Ils vont à nouveau, comme la première fois, se diviser le long des directions + x et –x. En les faisant passer à travers le deuxième aimant, orienté perpendiculairement, vous avez détruit les informations obtenues lors de la première mesure. Aujourd'hui, nous comprenons que les directions x, y et z ne font pas la navette entre elles. Une mesure quantique d'une variable d'un type détruit toutes les informations précédentes sur ses variables conjuguées.







Plusieurs appareils successifs divisant les particules quantiques selon l'un des axes selon leur spin les diviseront le long de la perpendiculaire à la direction précédente, mais ne se diviseront pas selon la même direction.



L'expérience de Stern-Gerlach a une conséquence durable.
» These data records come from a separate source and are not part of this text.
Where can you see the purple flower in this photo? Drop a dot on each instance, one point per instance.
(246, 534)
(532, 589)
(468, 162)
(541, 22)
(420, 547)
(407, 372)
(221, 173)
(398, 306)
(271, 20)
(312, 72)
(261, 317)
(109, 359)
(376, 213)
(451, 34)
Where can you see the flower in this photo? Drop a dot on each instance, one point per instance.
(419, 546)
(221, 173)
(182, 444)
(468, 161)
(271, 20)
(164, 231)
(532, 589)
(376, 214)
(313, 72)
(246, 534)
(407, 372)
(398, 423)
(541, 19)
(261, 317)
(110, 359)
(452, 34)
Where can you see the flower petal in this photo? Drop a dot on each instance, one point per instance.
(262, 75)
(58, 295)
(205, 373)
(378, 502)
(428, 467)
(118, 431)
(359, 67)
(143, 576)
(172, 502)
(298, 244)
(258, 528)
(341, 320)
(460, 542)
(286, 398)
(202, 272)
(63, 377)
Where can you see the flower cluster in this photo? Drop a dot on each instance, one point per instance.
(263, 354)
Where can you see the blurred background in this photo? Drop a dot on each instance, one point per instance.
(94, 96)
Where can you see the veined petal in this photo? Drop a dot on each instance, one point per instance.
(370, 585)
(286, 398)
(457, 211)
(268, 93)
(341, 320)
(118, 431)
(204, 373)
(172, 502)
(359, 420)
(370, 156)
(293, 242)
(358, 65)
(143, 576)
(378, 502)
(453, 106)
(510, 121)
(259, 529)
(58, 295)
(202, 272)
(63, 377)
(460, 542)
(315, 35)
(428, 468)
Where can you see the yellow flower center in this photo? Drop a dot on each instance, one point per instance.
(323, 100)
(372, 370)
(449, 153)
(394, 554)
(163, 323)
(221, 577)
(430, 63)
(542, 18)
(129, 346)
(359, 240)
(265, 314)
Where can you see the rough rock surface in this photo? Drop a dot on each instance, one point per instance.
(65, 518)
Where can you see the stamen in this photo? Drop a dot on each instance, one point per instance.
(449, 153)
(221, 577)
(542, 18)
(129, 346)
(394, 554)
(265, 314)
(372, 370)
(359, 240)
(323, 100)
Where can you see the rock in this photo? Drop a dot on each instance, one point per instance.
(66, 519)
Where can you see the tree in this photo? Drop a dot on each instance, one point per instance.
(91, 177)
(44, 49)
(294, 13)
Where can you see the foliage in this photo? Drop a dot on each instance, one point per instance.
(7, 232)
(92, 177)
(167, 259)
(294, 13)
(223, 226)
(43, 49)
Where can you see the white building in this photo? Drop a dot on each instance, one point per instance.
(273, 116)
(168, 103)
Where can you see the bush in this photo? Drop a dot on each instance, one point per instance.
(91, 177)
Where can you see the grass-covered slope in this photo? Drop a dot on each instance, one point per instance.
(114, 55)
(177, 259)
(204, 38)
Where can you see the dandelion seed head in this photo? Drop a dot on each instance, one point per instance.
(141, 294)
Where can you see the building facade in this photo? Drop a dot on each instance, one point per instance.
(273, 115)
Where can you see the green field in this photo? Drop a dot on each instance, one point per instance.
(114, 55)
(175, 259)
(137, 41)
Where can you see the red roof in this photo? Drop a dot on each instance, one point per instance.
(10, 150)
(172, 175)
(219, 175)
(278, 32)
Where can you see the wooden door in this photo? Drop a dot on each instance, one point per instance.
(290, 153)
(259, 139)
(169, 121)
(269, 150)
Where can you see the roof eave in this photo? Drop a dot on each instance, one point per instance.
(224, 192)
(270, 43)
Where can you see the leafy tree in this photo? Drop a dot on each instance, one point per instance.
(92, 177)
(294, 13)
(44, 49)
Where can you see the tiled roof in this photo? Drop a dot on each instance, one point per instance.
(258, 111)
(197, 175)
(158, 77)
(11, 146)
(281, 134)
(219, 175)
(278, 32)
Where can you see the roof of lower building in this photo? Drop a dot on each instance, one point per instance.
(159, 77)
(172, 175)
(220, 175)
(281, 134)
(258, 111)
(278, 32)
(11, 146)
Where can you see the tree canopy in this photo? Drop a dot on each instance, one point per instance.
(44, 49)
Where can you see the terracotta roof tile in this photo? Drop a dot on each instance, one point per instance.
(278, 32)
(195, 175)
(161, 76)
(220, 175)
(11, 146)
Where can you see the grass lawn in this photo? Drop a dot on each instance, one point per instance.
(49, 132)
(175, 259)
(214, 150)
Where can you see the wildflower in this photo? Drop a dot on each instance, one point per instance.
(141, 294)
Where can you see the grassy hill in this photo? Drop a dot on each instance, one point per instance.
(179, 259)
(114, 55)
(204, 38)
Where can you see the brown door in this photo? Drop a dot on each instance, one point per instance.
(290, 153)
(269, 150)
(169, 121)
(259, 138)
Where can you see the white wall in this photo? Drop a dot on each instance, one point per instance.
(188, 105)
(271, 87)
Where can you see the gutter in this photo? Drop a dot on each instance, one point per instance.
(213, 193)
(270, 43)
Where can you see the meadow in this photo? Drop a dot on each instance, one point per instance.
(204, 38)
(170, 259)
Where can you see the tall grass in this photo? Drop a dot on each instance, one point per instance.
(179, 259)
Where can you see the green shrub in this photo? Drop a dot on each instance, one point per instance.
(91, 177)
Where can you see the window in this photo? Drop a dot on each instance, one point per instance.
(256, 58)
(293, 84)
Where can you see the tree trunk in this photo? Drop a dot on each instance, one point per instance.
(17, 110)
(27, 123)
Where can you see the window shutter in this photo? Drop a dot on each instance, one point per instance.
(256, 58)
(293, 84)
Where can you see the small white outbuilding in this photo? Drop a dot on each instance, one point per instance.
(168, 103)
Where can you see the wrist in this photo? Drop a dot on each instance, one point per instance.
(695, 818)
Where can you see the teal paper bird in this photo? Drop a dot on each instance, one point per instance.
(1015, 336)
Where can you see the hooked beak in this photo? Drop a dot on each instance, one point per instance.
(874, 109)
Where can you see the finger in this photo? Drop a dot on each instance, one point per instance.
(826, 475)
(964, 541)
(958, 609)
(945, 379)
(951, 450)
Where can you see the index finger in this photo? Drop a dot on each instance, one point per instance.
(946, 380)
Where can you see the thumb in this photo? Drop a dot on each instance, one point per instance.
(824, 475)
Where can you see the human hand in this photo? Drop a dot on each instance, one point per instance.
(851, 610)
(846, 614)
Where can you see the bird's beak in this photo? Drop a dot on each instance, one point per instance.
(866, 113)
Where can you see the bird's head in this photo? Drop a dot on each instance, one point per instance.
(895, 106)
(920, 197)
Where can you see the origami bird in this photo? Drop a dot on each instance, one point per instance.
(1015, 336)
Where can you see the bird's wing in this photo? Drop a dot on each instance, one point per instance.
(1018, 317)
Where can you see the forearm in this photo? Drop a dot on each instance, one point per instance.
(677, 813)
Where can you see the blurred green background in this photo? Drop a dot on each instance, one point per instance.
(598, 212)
En 1927, il a été montré que la division se produit même dans les atomes d'hydrogène, ce qui indique qu'ils ont un moment magnétique non nul. Les noyaux atomiques ont un moment angulaire quantique inhérent, et ils se fissent également dans l'appareil de Stern-Gerlach. En modifiant le champ magnétique au fil du temps, les scientifiques ont compris comment faire prendre un moment magnétique dans un état ou un autre. Il s'est avéré possible d'induire des transitions entre les états en modifiant le champ dans le temps. Ce fut la naissance de la résonance magnétique, qui est maintenant omniprésente dans les appareils d'IRM, et a finalement conduit à l'horloge atomique.







- . . . 1937 , , .



Il semblerait que l'acte de mesure et d'observation ne devrait pas influencer le résultat de l'expérience. L'idée que l'observation d'un système modifie ses propriétés semble absurde. Mais dans l'univers quantique, cela ne se produit pas seulement - cela a été démontré avant même que la théorie ne soit complètement formée. La mesure du spin d'une particule dans une direction détruit les informations précédemment obtenues sur les deux autres directions. Même si vous les avez mesurés auparavant et que vous les connaissez exactement, la nouvelle dimension efface fondamentalement (aléatoirement) toutes les informations précédemment obtenues.



À de nombreux physiciens qui ont entendu la célèbre déclaration d'Einstein selon laquelle " Dieu ne joue pas aux dés avec l'univers«Cette expérience doit d'abord venir à l'esprit comme un contre-exemple. Peu importe la façon dont vous pensez comprendre la réalité. Peu importe la précision et la précision avec laquelle vous la mesurez de différentes manières. Toute mesure aléatoirement intrinsèquement une information. La nouvelle dimension détruit les anciennes informations.Tout ce qui est nécessaire pour le prouver est un aimant et des particules.